Chapter 3 gives us the medical point of view – that Charlie nearly drowned and, in doing so, she hallucinated and "saw" the women where there were really just pond weeds. It's recommended that Charlie receive psychiatric counselling to help her come to terms with Max's death, but Charlie refuses to discuss Max after her mother reacted sceptically to Charlie's account of the women in the pond. This means that Charlie gets sucked into her dreams of the parallel reality, and her experiences as she begins to follow Max are described in an almost hypnotic fashion. After several weeks of dream travel she encounters someone in the great forest and she refers to him as "the only living creature [she] had seen in all [her] weeks of travel"; this seems significant – as if Charlie does know, sub/unconsciously that Max really is dead, but she cannot admit it yet.

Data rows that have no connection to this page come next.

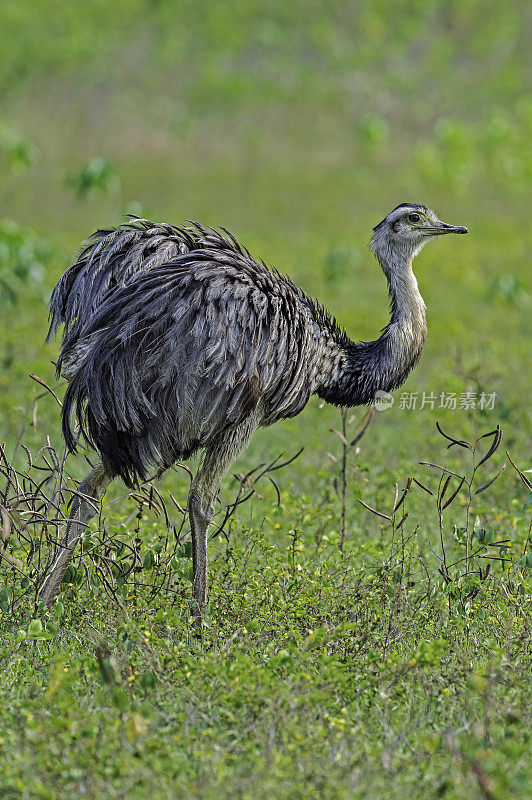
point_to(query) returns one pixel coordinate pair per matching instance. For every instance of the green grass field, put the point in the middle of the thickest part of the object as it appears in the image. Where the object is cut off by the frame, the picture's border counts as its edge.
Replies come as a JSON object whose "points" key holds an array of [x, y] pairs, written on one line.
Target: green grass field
{"points": [[322, 674]]}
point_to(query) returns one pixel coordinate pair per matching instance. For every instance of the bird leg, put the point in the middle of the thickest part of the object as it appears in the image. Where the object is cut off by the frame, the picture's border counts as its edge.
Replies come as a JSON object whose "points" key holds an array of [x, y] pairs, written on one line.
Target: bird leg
{"points": [[201, 503], [84, 507]]}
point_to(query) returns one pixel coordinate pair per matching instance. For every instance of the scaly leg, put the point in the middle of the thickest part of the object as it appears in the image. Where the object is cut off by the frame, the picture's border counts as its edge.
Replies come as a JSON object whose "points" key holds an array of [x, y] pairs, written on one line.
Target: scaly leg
{"points": [[92, 487], [219, 456]]}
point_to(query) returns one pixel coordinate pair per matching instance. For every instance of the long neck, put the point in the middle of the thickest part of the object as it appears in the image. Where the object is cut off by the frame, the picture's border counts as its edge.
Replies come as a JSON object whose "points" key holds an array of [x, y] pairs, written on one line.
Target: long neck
{"points": [[361, 369]]}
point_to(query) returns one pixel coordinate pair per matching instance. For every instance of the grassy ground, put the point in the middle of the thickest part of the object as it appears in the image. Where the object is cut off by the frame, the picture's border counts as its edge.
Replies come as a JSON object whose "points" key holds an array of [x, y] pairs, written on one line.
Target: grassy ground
{"points": [[322, 674]]}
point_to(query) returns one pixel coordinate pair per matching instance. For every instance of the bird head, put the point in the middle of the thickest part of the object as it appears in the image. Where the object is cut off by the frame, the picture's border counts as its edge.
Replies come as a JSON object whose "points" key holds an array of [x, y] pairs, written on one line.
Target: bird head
{"points": [[408, 227]]}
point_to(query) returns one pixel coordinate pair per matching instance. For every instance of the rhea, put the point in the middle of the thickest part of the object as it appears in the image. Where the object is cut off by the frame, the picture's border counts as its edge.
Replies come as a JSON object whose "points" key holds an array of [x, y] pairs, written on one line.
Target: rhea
{"points": [[177, 340]]}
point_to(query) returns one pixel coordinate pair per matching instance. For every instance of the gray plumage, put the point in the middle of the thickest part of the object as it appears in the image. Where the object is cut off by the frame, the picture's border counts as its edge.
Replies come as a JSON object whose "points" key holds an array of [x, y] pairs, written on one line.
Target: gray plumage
{"points": [[176, 339]]}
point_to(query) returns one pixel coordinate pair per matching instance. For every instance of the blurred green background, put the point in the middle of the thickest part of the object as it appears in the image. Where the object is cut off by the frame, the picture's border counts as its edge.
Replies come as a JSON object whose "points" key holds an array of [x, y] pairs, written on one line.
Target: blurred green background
{"points": [[298, 125]]}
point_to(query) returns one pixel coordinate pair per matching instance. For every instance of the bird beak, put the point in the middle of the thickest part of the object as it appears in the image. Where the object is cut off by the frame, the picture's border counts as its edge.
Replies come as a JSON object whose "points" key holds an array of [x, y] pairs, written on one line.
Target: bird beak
{"points": [[443, 227]]}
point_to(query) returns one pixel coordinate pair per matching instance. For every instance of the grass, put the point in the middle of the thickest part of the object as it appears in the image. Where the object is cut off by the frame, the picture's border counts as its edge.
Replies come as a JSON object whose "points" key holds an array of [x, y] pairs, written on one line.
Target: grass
{"points": [[390, 668]]}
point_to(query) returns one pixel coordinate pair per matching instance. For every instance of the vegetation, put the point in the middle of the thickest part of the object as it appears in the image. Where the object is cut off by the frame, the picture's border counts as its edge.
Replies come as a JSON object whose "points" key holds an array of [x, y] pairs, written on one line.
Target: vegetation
{"points": [[352, 649]]}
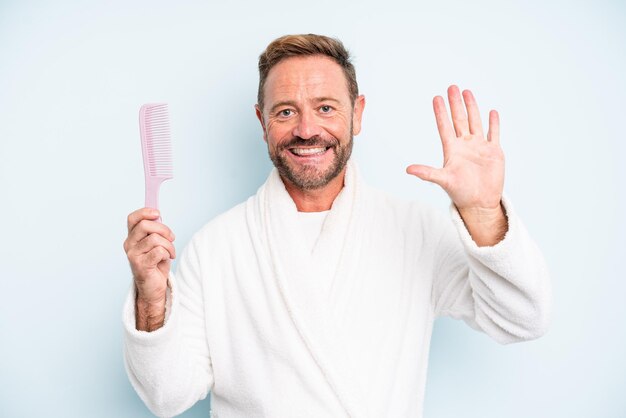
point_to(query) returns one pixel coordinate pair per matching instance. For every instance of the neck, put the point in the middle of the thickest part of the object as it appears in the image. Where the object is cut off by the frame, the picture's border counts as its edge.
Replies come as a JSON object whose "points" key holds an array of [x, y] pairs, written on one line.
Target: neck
{"points": [[317, 200]]}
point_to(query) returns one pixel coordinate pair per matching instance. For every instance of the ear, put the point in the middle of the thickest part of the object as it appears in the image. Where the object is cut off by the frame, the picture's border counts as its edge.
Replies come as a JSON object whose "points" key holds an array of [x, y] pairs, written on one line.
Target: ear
{"points": [[259, 115], [357, 114]]}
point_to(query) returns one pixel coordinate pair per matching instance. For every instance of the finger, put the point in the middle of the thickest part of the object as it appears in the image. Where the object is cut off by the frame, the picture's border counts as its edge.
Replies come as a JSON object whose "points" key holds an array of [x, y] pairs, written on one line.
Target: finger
{"points": [[145, 227], [431, 174], [139, 215], [475, 125], [148, 243], [446, 132], [494, 127], [155, 256], [459, 117]]}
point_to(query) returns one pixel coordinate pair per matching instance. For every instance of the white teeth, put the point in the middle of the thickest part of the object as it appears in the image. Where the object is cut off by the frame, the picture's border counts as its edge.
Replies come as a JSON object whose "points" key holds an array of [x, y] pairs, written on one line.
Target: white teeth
{"points": [[307, 151]]}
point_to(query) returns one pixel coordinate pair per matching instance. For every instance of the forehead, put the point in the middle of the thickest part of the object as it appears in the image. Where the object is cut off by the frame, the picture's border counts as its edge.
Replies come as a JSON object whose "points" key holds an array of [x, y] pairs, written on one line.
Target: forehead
{"points": [[304, 78]]}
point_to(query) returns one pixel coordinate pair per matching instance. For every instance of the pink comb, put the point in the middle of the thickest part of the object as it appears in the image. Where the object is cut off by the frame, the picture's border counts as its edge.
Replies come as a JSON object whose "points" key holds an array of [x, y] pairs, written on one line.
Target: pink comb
{"points": [[156, 147]]}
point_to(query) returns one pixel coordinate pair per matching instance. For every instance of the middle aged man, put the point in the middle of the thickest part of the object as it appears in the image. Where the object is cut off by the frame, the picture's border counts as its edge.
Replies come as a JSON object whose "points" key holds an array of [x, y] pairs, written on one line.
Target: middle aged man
{"points": [[316, 297]]}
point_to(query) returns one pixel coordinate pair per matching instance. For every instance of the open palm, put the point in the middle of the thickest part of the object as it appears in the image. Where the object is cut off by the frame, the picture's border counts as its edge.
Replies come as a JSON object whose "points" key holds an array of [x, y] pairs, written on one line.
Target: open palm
{"points": [[473, 165]]}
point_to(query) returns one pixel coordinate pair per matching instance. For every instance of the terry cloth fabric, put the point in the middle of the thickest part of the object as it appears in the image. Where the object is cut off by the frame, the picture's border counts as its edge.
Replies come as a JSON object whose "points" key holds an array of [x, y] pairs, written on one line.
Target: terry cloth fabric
{"points": [[273, 329]]}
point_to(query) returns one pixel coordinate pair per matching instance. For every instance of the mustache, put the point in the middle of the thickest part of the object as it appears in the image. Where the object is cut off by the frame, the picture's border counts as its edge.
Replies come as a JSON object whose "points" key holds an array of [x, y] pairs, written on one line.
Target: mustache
{"points": [[314, 141]]}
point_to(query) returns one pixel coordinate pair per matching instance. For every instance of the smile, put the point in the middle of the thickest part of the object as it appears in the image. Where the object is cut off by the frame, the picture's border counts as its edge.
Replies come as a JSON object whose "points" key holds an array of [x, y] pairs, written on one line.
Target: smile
{"points": [[305, 152]]}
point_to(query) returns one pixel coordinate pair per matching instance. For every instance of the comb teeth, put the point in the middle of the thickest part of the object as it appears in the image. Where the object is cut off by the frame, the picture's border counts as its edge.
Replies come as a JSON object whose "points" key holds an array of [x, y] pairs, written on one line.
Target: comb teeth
{"points": [[155, 127]]}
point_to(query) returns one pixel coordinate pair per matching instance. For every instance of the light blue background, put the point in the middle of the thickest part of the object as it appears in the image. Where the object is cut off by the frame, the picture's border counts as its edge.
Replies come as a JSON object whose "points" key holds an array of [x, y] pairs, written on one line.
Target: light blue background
{"points": [[73, 75]]}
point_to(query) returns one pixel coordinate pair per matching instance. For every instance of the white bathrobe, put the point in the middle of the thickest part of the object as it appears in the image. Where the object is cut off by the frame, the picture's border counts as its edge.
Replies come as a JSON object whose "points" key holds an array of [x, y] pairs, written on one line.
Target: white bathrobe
{"points": [[272, 329]]}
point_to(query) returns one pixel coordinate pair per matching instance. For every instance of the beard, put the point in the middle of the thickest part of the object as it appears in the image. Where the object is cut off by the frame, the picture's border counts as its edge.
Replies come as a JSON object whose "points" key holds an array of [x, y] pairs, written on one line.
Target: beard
{"points": [[309, 176]]}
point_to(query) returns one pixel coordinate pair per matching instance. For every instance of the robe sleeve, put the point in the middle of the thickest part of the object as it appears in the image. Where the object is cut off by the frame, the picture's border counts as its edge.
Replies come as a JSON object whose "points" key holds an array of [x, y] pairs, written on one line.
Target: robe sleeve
{"points": [[502, 290], [170, 368]]}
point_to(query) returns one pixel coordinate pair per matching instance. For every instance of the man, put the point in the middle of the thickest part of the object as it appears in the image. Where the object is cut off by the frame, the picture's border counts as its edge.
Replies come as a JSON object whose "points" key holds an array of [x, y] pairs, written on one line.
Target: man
{"points": [[316, 297]]}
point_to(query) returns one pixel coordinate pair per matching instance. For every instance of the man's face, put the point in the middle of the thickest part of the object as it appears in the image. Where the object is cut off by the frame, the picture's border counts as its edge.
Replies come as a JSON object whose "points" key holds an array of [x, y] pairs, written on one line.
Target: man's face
{"points": [[308, 120]]}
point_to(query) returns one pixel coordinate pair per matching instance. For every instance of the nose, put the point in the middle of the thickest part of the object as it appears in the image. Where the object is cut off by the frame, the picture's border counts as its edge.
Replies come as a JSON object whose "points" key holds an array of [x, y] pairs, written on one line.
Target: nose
{"points": [[307, 126]]}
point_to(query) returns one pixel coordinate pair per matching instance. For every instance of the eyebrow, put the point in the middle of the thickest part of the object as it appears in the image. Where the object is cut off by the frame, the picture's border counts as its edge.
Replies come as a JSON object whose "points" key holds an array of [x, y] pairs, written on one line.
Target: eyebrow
{"points": [[294, 104]]}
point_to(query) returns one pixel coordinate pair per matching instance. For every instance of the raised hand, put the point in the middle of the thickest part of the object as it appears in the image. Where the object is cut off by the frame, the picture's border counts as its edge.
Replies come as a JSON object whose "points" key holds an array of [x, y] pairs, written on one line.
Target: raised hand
{"points": [[473, 166], [149, 248]]}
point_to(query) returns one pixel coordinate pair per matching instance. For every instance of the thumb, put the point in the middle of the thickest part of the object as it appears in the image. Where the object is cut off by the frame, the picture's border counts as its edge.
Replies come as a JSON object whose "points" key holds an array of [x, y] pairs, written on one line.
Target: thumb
{"points": [[431, 174]]}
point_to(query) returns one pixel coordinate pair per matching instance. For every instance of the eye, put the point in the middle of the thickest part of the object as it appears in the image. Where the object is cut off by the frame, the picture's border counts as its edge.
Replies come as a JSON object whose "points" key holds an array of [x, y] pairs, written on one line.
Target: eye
{"points": [[326, 109]]}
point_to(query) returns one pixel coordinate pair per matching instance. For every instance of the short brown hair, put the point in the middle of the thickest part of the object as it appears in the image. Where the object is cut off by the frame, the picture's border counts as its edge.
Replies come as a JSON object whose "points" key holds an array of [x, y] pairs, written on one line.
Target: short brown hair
{"points": [[302, 45]]}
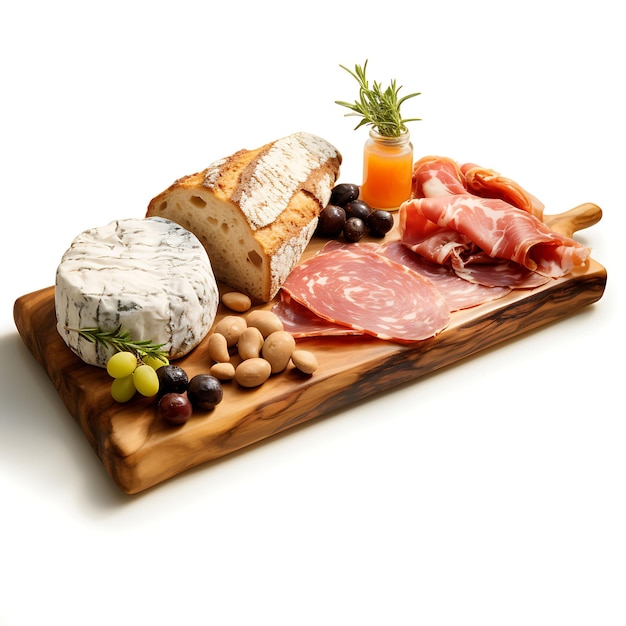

Stroud’s use of descriptive language adds to the intensity of this book; there's a description of Charlie’s encounter with hundreds of birds in the forest: "Down and down they came, and now the air was rushing with the noise, the astounding ear-convulsing quivering and sighing of a million feathers on the wing." The "ear-convulsing" is a particularly strong adjectival phrase: I know that I have experienced noise so loud it seemed to cause convulsions in my ears ! The other intensifier is the way in which Stroud rapidly intercuts Charlie's and James' PoV in the final chapter – the rapid switching between the two ratchets up the already tense situation even further. In the end, Charlie realises that Max isn't in a parallel reality, and that he is actually dead, but she makes the realisation on the very brink of plunging into a quarry – and it's only the voice of James calling her name that saves her from the plunge that would otherwise have killed her.